Court Opinion

ID: 3583788
Source: CourtListenerOpinion
Date Created: 2016-07-05 23:34:19.408973+00
Date Added: 2024-06-11T09:21:51.324858
License: Public Domain

[EDITORS' NOTE:  THIS PAGE CONTAINS HEADNOTES. HEADNOTES ARE NOT AN OFFICIAL PRODUCT OF THE COURT, THEREFORE THEY ARE NOT DISPLAYED.] *Page 175 
The judge instructed the jury to find the full value of the property replevied at Buffalo, if they should find for the defendant, and refused to charge that the recovery must be limited to the value of the interest of Holmes therein as part owner. To this instruction and refusal the plaintiff duly excepted. There are two answers to the objections to the charge and refusal: First. Holmes, whom the defendant represented, as joint owner with the plaintiff, and in the lawful possession of the property, could not be deprived of that possession by the act, or any proceeding founded on the right of property in his co-tenant. (2 Mass. R., 509.) The defendant was therefore entitled to a judgment for the return of the property replevied, in order to reinstate him in the possession of which he had unlawfully been divested, by the writ issued at the instance of the plaintiff. The statute "Of the action of replevin" provides "that the defendant, whenever he shall be entitled to a return of the property replevied, instead of taking judgment for such return, may take judgment for the value of the property replevied." (2 R.S., 531, § 55.) The cases to which we are referred by the counsel for the plaintiff, only prove that one having a special interest in property, cannot, as against the general owner or those claiming by his direction, recover more than the value of that interest. (Spoor v. Holland, 8Wend., 445.) In this case, however, the defendant is a carrier, and prima facie responsible to his consignee for the property in dispute, to its whole value. The request for instructions assumes that the defendant represents the undisputed owners of one-half of it, with right to the possession of the whole. If a return had been adjudged, he must have delivered the property according to the directions of his bill of lading, or paid its value. He is not, therefore, protected without a recovery equivalent to his responsibility over.

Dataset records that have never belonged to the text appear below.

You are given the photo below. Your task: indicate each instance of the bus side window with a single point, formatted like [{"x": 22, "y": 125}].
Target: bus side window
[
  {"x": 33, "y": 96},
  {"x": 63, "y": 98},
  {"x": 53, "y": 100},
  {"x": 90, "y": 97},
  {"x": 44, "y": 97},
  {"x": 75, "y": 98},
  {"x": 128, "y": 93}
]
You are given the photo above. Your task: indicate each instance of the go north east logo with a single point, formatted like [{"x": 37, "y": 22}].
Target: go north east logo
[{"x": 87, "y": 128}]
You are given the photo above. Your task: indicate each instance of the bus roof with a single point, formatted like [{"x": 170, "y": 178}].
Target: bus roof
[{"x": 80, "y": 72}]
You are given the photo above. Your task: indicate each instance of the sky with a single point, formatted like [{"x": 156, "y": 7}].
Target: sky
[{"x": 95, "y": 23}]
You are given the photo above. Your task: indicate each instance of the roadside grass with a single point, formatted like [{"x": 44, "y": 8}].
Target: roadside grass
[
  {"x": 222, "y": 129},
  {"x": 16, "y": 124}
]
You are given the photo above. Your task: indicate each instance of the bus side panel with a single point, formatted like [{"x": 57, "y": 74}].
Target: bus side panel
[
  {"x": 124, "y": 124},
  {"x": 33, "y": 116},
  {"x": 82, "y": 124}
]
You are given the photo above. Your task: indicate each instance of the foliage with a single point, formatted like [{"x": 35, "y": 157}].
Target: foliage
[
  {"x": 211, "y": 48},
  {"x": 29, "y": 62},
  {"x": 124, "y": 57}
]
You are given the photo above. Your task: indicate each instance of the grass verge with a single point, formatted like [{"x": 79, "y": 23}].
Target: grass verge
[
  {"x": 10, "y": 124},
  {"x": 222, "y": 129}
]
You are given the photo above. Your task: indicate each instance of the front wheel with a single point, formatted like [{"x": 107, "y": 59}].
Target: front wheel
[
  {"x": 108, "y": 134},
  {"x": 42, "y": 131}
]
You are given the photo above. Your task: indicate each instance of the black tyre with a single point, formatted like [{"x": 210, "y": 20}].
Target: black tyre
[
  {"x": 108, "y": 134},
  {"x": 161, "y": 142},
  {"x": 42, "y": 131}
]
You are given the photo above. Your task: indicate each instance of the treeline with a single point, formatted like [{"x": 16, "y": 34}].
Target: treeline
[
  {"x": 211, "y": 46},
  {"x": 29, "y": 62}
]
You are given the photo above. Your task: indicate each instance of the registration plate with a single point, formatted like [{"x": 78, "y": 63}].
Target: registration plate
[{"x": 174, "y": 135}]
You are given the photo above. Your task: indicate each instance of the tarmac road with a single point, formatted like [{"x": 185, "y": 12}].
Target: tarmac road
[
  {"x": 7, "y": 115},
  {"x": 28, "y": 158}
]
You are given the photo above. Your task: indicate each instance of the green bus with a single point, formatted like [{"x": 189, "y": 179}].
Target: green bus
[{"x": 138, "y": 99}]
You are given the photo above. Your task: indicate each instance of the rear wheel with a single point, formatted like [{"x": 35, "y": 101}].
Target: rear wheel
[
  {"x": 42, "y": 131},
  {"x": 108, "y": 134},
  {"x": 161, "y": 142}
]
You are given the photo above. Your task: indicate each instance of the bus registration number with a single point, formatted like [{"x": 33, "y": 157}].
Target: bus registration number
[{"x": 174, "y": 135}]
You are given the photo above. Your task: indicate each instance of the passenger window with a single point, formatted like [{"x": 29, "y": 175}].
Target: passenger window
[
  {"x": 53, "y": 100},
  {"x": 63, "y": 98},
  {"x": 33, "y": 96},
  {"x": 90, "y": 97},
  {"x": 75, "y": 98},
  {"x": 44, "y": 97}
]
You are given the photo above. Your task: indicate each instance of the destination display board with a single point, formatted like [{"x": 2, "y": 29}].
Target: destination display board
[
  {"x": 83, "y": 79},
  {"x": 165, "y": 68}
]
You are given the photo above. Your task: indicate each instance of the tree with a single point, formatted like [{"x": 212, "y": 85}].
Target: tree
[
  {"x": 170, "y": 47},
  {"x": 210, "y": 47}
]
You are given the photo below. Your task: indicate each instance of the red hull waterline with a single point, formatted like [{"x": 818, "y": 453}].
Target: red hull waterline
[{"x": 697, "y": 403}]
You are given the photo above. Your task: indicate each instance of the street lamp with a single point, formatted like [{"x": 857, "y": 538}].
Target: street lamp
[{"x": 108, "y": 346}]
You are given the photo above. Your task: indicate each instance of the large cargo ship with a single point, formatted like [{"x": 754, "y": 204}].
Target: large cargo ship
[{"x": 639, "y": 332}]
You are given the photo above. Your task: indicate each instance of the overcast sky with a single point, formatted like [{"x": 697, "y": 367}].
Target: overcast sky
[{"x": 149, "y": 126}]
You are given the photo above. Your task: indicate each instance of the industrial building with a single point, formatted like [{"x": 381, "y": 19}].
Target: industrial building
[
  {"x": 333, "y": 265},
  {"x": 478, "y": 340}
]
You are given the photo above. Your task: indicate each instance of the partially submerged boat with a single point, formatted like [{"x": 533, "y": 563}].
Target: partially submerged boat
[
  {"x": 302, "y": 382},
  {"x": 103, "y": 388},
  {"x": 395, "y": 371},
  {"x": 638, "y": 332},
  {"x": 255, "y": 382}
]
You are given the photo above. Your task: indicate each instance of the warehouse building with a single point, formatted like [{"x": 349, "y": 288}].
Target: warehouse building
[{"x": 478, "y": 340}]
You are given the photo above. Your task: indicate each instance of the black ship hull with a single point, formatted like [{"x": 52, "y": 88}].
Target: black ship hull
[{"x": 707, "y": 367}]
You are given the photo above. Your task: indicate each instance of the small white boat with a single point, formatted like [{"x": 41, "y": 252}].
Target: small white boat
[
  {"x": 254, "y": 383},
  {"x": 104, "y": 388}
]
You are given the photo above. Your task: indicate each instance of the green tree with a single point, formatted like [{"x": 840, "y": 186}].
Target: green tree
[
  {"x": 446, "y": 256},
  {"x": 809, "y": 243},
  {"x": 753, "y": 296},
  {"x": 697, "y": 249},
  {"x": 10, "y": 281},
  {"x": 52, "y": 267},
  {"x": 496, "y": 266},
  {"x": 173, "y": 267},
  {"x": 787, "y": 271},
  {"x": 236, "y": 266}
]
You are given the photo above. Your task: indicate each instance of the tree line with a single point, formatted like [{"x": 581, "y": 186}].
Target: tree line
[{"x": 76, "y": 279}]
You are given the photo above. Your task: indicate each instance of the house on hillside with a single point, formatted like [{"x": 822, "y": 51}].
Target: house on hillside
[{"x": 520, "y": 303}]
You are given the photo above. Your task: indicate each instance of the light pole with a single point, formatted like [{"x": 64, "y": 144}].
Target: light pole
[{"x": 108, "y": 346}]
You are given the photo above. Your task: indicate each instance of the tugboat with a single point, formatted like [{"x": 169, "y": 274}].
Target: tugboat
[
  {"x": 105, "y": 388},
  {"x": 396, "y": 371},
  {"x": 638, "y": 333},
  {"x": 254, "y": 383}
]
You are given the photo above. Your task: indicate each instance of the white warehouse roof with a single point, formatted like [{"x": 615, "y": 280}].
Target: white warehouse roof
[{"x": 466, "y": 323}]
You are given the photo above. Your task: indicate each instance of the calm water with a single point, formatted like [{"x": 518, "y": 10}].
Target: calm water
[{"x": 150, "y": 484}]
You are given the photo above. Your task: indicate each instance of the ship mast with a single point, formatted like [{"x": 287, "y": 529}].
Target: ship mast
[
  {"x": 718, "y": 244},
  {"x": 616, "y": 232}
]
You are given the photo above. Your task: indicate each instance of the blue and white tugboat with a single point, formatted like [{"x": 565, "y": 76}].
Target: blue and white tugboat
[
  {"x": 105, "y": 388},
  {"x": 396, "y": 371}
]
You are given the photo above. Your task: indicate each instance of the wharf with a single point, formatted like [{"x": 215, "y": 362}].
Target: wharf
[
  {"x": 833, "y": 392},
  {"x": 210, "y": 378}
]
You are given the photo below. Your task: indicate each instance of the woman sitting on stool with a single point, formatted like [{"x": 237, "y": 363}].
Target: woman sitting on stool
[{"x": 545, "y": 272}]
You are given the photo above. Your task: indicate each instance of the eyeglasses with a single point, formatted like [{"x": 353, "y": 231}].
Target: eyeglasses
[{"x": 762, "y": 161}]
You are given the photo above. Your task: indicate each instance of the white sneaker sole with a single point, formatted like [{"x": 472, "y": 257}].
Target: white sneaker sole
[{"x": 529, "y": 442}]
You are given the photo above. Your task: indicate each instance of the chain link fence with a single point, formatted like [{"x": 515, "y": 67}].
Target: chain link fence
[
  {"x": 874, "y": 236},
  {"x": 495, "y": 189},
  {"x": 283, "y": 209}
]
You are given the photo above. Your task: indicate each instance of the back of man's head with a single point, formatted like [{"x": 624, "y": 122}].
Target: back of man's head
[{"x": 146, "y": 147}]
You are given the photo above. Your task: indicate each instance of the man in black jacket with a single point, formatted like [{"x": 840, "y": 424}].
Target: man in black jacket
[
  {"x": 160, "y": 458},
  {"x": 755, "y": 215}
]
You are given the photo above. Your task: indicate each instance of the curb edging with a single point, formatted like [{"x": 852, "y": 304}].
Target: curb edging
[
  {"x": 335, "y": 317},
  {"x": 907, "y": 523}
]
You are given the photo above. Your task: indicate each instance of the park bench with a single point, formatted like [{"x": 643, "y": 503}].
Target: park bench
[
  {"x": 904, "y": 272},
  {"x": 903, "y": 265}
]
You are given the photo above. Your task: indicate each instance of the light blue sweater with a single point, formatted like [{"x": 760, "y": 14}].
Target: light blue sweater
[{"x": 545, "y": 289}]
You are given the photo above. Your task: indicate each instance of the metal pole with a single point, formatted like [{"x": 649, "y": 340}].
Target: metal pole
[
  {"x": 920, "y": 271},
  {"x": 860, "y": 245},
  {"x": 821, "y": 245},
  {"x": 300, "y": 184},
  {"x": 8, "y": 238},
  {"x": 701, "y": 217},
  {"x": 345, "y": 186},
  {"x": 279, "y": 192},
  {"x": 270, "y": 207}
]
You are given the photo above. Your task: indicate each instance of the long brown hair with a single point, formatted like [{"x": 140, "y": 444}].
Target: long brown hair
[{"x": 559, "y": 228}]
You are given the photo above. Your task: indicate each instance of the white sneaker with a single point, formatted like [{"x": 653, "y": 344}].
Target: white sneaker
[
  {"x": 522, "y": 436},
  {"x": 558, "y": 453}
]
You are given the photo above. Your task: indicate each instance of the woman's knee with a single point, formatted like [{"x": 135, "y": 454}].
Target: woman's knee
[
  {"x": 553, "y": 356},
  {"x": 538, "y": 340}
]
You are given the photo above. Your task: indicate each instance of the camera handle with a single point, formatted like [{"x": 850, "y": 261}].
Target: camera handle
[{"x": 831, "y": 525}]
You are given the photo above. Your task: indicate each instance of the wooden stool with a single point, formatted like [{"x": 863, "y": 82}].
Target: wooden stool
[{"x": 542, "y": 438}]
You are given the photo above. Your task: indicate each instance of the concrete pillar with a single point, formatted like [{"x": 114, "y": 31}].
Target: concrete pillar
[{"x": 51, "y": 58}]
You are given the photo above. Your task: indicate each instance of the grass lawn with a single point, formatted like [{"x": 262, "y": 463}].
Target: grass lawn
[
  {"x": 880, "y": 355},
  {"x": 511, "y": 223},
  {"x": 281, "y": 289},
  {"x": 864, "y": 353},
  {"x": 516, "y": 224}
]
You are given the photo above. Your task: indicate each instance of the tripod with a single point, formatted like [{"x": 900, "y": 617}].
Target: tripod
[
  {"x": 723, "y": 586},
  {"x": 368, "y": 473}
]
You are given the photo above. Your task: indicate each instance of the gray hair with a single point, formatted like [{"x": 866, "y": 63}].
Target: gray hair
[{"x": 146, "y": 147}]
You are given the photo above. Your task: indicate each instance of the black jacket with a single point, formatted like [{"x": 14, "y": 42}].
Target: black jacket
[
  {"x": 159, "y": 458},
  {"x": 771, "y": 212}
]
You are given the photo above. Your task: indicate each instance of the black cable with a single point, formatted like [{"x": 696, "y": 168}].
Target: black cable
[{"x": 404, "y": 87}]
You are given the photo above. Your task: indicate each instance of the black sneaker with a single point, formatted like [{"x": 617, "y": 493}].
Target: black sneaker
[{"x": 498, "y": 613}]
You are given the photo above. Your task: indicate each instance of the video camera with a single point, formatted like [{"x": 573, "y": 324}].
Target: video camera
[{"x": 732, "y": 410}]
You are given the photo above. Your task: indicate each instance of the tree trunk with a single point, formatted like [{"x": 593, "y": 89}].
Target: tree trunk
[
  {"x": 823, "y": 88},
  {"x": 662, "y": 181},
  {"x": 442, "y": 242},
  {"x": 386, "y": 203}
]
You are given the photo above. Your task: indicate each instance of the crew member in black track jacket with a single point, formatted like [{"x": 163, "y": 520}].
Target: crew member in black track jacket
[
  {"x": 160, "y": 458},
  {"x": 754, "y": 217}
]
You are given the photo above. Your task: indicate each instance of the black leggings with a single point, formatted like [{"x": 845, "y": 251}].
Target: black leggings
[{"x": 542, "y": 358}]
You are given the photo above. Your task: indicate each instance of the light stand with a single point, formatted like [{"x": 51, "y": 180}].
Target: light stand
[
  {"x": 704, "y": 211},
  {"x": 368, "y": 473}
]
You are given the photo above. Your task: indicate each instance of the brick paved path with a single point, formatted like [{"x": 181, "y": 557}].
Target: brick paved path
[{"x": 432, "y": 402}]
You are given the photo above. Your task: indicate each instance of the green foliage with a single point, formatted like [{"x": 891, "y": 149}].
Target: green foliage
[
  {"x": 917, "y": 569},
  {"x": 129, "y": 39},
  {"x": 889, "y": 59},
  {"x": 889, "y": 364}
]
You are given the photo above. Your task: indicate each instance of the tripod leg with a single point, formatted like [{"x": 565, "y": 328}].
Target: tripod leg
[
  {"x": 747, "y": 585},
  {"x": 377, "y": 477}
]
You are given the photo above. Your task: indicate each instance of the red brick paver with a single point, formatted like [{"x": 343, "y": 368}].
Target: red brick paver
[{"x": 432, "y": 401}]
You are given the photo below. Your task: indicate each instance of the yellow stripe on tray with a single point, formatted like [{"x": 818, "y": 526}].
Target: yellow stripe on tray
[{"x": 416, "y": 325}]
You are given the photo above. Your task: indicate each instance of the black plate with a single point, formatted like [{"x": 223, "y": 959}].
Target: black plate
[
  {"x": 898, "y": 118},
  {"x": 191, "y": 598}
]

Second. The jury were authorized to infer from the evidence, that by the agreement between Holmes and Nichols, *Page 178 
either of the joint owners, after the hogs were fattened and killed, had the right to dispose of the whole property, accounting to the other for his share of the proceeds; that the sale made by Holmes to Slocum was in pursuance of this arrangement, and vested a title to all the property replevied in the latter. But, however this may be, upon the ground first suggested, we think there was no error in the instructions of the learned judge, or in his refusal to charge as requested by the counsel of the plaintiff.
The judgment of the supreme court must be affirmed.